Why It Still Happens

Permanent circuits are safer. Riders make more money in MotoGP. Health and safety officials worry every May. And yet the North West 200 continues, year after year, because road racing in Northern Ireland is a culture with deep roots. It produced the Dunlop dynasty, the McGuinness era, the riders who turn up to win at the Isle of Man and the Ulster Grand Prix as well as at the Triangle. The race is now broadcast live on the BBC iPlayer, with highlights on BBC Northern Ireland presented by Stephen Watson. BBC commentators include MotoGP veteran Steve Parrish.
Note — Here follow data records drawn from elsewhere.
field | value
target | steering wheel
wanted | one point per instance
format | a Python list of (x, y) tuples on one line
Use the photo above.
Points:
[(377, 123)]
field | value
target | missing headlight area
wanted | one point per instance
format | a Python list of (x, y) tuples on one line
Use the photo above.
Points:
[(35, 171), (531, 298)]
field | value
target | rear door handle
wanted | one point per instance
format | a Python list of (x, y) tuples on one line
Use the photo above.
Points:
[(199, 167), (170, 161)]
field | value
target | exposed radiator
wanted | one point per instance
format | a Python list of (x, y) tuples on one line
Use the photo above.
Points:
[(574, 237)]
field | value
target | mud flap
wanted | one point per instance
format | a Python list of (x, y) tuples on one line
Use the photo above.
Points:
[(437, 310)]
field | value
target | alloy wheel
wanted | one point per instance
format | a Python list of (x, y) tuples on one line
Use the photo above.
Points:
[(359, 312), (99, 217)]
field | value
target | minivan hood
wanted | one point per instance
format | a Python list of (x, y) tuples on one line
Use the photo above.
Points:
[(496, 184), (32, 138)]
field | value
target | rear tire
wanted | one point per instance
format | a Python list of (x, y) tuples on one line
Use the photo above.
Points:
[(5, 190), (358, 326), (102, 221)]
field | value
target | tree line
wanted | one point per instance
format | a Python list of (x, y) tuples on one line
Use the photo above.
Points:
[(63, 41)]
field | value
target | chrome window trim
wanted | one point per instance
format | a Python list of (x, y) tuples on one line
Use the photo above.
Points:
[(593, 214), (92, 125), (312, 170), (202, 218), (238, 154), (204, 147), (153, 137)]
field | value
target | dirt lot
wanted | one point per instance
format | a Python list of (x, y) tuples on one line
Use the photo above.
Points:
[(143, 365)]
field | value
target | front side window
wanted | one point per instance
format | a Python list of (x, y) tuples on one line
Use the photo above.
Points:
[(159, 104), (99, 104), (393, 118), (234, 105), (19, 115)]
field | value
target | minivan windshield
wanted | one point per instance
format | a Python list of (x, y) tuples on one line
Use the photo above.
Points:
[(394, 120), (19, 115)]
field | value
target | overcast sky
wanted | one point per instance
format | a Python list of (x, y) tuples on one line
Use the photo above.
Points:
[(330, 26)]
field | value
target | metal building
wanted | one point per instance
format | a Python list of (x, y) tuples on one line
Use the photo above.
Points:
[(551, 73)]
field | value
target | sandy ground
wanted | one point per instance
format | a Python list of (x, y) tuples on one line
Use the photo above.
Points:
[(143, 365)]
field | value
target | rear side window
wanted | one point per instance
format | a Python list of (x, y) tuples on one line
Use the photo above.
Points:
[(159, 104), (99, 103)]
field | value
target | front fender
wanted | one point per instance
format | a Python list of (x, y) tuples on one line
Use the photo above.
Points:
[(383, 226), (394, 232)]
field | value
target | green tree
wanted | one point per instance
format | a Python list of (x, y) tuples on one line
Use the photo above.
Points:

The audience watching from sofas worldwide has grown larger than the crowd lining the hedgerows. The 150,000 who turn up in person still come for the smell of petrol, the impossible noise, and the unrepeatable feeling of watching motorcycles travel at telephone-pole-blurring speed past the same garden gates you walk past on a Sunday afternoon.

From the Air

The Triangle is centred approximately 55.19°N, 6.70°W between Portstewart, Coleraine, and Portrush on the County Londonderry/Antrim coast. The 8.97-mile street circuit follows the A2 (mostly), B185, and A29. Nearest airports: City of Derry (EGAE) 16 nm west; Belfast International (EGAA) 30 nm east-south-east. From cruising altitude the triangular layout is immediately recognisable in summer when grandstand markings are visible. The race takes place each May; expect significant ground-level traffic and restricted local access during the event.